Cool. I started using this insulated bag by California Innovations and it works great. I set up an internal trolley with dropper loops around the scuppers, and use a caribiner to attach whatever I want to the trolley, including this bag. Keeps ice for a long time as well and fits in the rod pod with no problem. $11

http://www.meijer.com/s/california-innovations-45-can-eco-blend-freezer-tote/_/R-152537


----------



## RAYTOGS (May 8, 2010)

I have the same bag from cal. Innovation. It works for me and not in the way when i'm not catching fish. Also in my tarpon 140 i have a dash set-up that keeps me from being able to get up front easily. The yak bag looks like a good idea for the prowler though , through the pod.


----------



## news_watch (Jun 1, 2005)

found the small bag above at K Mart this weekend. 
Have not used it yet, but plan to this Thursday.
13 bucks.
That and some blue ice and you are fixed up w/o much coin.
I've fit decent sized fish in bags much smaller.


----------



## Grilled Sardine (Apr 22, 2008)

i bought one of those but i did not like it. the bag isnt all insulated, just the dry bag that comes with it. when i bought it, i thought that it zipped all around but the top is velcro. when the ice melts it leaks water inside your kayak. i use one of these....

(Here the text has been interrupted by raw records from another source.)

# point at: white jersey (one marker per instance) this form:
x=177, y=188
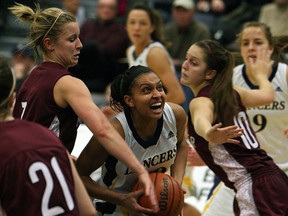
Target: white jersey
x=157, y=154
x=269, y=123
x=142, y=58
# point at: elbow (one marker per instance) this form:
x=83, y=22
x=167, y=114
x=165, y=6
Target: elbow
x=178, y=98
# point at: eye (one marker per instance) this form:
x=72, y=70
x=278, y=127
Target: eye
x=72, y=39
x=146, y=89
x=160, y=88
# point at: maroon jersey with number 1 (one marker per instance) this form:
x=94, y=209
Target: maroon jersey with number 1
x=35, y=172
x=35, y=102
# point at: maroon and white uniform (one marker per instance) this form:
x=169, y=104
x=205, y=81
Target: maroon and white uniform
x=35, y=102
x=35, y=172
x=261, y=187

http://www.amazon.com/Density-Insul...KYBE/ref=sr_1_1?ie=UTF8&qid=1317152114&sr=8-1

the ice stays frozen a lot longer!


----------



## Erie Warrior (Aug 5, 2007)

That Cal Inn bag is the way to go. It will hold ice for 6+ hours, even in the summer, and it will hold all fish you can keep short of Cobia or top end stripers. As long as you rinse it out, it won't keep the fish smell either. 

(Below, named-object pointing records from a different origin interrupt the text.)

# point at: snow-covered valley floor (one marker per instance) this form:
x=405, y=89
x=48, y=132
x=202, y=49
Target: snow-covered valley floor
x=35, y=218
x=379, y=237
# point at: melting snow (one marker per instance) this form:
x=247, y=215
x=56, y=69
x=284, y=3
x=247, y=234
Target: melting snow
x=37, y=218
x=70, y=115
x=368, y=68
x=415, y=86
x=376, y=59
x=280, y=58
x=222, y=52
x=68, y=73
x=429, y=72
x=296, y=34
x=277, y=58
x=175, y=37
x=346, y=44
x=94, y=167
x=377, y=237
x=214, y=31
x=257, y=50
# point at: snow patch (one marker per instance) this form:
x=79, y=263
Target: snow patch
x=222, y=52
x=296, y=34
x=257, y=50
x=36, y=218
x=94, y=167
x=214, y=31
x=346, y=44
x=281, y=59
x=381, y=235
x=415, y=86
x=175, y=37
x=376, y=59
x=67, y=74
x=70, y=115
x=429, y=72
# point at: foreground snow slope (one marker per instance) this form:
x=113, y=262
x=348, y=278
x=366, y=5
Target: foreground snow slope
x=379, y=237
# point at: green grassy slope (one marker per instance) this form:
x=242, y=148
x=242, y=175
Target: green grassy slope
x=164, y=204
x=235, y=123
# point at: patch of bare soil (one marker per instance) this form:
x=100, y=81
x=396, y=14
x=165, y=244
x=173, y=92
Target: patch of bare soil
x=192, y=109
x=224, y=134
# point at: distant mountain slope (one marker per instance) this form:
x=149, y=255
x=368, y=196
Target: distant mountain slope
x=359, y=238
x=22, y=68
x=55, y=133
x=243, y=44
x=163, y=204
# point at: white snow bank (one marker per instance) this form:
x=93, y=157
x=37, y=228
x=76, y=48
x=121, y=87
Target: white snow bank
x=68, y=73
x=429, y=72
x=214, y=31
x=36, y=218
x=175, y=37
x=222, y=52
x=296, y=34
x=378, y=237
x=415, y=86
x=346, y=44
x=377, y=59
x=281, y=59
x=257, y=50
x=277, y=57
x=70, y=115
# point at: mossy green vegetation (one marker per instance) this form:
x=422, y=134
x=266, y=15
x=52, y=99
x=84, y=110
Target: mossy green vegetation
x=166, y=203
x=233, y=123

Got mine at Kmart for $12. Zipper just broke after 5 years. Still works, ice melts faster now.


----------



## Carolina Rebel (Aug 25, 2005)

I use a small hard cooler for a backrest/fish tote on my kayak for fish up to 2 or 3lbs when I can't use a stringer. For larger fish (usually catfish for me) I keep a stringer tied on, catch a big fish and it barely leaves the water before stringer is applied. When it's time to move, I'll pick the stringer up onto the front of the kayak until it's time to stop, at which point they go back into the water or they get transferred into the cooler at the truck.


----------